Impact of arrival rates on overhead in SSBLA

5.8 Experiment 8

This experiment is conducted to study the impact of reward and penalty parameters of the learning automata on our protocol. For this propose, SSBLA is measured under a (reward parameter) = 0.1, 0.2, 0.5, 0.8, and 0.9, b (penalty parameter) = 0.1, 0.2, 0.5, 0.8, and 0.9. Other parameters have been assigned under section 5 and Table 1.

According to Fig. 28, 29, 30, and 31, LRP model results are not satisfactory with different values of 1.0 to 9.0. LRϵP model with a = 0.5 and b = 0.2 show better result on evaluation parameters. a = 0.5 and b = 0.2 value in the charts are shown by in green.

Fig. 28
figure 28

Impact of Learning Automata reward and penalty parameters on overhead in SSBLA

Fig. 29
figure 29

Impact of Learning Automata reward and penalty parameters on capacity utilization in SSBLA

Fig. 30
figure 30

Impact of Learning Automata reward and penalty parameters on unattached-ordinary-peer in SSBLA

Fig. 31
figure 31

Impact of Learning Automata reward and penalty parameters on super-peer in SSBLA

6 Conclusion and future work

This paper presents SSBLA, a super-peer selection based learning automata for mobile peer to peer network. we intended to maximizing capacity utilization by minimum number of super-peer and improve robustness against failures of super-peers while minimizing selection communication overhead.

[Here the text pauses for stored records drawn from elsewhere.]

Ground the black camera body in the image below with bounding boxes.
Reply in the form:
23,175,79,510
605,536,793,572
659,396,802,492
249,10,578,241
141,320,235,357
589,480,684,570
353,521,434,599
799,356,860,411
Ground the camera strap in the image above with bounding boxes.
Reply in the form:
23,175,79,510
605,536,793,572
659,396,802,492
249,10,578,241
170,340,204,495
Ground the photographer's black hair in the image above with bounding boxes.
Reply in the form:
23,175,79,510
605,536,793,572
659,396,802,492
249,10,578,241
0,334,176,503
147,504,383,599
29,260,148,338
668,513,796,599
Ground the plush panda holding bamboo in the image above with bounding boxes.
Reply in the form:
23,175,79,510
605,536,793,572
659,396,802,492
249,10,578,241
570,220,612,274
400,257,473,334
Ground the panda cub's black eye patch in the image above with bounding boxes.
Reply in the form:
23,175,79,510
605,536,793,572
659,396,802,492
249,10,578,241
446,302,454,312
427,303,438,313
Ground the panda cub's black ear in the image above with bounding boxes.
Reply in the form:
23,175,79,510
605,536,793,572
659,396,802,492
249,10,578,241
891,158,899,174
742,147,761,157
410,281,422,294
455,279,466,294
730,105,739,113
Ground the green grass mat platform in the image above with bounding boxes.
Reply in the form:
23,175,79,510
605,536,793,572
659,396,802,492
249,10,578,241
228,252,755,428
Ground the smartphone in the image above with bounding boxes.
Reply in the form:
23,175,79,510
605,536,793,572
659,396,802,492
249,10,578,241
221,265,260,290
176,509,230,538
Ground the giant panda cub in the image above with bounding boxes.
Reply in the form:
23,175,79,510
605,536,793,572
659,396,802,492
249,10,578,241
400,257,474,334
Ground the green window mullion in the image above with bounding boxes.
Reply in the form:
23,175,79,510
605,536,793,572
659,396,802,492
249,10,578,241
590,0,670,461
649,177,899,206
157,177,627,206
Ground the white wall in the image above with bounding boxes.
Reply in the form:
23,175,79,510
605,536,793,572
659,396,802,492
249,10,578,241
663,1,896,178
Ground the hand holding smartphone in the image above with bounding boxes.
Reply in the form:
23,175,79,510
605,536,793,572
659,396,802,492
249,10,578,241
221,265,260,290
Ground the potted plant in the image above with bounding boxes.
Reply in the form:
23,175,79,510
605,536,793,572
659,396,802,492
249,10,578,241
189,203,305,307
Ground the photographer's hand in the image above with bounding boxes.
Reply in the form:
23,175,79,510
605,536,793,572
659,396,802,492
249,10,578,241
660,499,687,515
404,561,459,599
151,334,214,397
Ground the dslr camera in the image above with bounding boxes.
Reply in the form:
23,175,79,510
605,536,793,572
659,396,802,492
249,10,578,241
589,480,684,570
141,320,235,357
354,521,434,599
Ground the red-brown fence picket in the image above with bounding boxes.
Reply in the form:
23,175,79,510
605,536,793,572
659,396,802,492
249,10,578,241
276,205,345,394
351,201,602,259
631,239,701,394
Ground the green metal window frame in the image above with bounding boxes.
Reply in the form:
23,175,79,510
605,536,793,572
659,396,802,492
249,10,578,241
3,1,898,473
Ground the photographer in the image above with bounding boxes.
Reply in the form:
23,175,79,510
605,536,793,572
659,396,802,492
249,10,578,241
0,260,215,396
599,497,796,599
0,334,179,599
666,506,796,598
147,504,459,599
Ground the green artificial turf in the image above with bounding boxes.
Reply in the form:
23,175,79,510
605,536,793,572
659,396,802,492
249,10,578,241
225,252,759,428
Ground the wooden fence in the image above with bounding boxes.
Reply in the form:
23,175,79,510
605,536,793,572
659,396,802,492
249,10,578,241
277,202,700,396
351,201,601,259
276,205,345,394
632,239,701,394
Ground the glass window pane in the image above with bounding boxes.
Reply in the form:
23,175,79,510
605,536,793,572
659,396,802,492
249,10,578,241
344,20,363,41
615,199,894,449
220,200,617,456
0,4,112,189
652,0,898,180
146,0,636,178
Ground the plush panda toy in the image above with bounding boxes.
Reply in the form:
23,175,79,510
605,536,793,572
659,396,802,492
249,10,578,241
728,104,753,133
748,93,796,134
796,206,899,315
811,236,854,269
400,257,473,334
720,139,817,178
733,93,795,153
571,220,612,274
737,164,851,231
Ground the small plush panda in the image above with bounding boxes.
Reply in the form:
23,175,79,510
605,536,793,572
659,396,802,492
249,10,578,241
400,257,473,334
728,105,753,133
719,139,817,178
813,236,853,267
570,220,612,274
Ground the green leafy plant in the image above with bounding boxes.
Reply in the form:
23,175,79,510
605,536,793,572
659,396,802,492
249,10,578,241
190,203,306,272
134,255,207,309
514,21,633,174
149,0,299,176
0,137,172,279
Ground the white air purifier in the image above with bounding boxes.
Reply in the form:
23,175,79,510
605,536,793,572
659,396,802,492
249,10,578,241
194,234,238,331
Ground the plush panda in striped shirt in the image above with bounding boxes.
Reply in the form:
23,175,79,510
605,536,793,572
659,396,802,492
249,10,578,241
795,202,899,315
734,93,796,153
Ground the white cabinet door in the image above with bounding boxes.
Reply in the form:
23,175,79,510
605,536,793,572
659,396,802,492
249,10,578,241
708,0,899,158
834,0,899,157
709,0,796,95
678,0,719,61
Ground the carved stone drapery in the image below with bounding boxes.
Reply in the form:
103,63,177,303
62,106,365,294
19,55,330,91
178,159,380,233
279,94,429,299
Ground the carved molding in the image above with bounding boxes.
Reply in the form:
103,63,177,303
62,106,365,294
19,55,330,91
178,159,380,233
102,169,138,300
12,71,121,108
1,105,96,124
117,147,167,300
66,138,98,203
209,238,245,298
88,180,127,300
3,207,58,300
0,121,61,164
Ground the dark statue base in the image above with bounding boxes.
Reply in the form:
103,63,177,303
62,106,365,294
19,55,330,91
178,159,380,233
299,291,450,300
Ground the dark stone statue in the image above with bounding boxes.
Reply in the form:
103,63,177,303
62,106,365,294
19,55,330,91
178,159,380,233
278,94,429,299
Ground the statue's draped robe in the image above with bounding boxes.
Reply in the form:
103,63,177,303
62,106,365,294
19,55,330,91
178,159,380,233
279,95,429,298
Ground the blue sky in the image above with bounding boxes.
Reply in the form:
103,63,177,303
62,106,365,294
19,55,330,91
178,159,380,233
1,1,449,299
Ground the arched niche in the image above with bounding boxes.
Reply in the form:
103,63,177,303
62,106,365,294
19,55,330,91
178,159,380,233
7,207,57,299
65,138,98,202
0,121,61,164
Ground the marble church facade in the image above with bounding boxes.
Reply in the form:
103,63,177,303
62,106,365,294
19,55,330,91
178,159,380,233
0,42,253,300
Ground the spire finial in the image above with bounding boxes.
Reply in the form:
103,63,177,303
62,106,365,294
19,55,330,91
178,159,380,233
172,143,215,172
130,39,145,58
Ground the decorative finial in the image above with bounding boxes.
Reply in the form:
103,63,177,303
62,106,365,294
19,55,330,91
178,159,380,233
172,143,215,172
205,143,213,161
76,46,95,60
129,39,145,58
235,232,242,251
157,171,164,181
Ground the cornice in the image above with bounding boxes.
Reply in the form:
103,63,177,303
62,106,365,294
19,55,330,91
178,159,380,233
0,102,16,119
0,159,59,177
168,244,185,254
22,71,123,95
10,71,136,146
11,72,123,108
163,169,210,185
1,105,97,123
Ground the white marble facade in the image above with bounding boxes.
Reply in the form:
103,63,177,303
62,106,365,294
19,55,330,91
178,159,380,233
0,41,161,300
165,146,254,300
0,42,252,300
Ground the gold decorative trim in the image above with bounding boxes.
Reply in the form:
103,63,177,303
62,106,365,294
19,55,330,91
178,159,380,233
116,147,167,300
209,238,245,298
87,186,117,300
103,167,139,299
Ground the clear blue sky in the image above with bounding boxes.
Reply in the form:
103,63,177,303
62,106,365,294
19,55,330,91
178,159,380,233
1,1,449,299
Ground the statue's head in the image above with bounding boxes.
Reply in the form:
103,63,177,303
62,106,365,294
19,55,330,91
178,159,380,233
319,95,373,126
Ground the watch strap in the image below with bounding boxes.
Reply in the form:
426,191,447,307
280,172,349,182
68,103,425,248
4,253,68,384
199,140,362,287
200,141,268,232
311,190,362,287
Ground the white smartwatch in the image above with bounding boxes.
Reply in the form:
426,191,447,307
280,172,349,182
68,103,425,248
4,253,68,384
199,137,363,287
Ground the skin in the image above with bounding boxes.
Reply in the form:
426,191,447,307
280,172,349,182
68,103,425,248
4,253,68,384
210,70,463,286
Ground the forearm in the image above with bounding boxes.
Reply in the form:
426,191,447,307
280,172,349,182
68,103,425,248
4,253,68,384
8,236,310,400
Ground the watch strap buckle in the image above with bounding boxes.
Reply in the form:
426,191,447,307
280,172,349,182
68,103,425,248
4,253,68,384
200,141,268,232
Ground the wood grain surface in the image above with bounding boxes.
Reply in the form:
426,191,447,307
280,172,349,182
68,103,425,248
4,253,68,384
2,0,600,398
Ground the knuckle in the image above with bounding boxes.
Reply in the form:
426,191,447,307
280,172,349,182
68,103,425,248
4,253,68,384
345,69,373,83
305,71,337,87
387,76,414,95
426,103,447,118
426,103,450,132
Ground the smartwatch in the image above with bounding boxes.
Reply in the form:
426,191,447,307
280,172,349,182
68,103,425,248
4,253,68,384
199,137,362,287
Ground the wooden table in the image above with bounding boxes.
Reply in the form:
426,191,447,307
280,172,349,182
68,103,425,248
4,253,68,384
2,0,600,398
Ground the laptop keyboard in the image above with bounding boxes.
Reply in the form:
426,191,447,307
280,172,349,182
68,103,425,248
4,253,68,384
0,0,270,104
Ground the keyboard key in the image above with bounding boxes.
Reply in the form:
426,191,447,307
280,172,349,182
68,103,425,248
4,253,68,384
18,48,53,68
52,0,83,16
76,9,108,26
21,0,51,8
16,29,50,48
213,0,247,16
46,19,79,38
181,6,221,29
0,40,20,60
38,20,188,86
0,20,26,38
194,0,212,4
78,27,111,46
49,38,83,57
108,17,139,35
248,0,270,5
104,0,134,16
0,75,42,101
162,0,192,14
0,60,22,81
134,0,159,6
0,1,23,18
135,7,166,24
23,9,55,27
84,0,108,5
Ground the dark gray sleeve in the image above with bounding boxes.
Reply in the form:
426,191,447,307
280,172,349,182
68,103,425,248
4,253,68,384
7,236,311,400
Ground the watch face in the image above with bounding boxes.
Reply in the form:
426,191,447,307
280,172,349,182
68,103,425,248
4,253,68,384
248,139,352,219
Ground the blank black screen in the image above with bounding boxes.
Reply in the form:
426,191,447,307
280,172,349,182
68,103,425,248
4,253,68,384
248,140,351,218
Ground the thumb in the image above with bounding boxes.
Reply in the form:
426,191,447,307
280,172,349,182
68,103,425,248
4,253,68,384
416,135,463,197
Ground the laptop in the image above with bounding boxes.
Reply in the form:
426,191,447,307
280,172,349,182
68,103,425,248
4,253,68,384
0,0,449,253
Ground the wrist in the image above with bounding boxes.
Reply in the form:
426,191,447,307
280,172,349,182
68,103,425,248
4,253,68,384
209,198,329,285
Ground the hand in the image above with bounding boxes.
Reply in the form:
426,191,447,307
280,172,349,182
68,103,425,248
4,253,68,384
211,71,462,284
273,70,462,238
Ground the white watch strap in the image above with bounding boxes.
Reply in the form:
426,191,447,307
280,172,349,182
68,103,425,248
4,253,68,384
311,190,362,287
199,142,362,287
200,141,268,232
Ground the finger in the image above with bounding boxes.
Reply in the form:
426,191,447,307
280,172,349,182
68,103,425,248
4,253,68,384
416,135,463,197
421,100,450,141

According to the simulations, SSBLA can reach capacity utilization more than SSBDC and MIS. The simulations render the mobile P2P network topology, constructed with SSBLA, more stable, less affected by super-peers failure and it is able to recover faster. On the other hand, SSBLA reduces overhead of super-peer selection compared to SSBDC and MIS. SSBLA, in spite of SSBDC, prevents relatively high capacity peers from demotion, as far as possible.

Since the proposed method depends on communication networks, In the future work, we intend to reduce its communication overhead by a mechanism inspired from an algorithm reported in [45].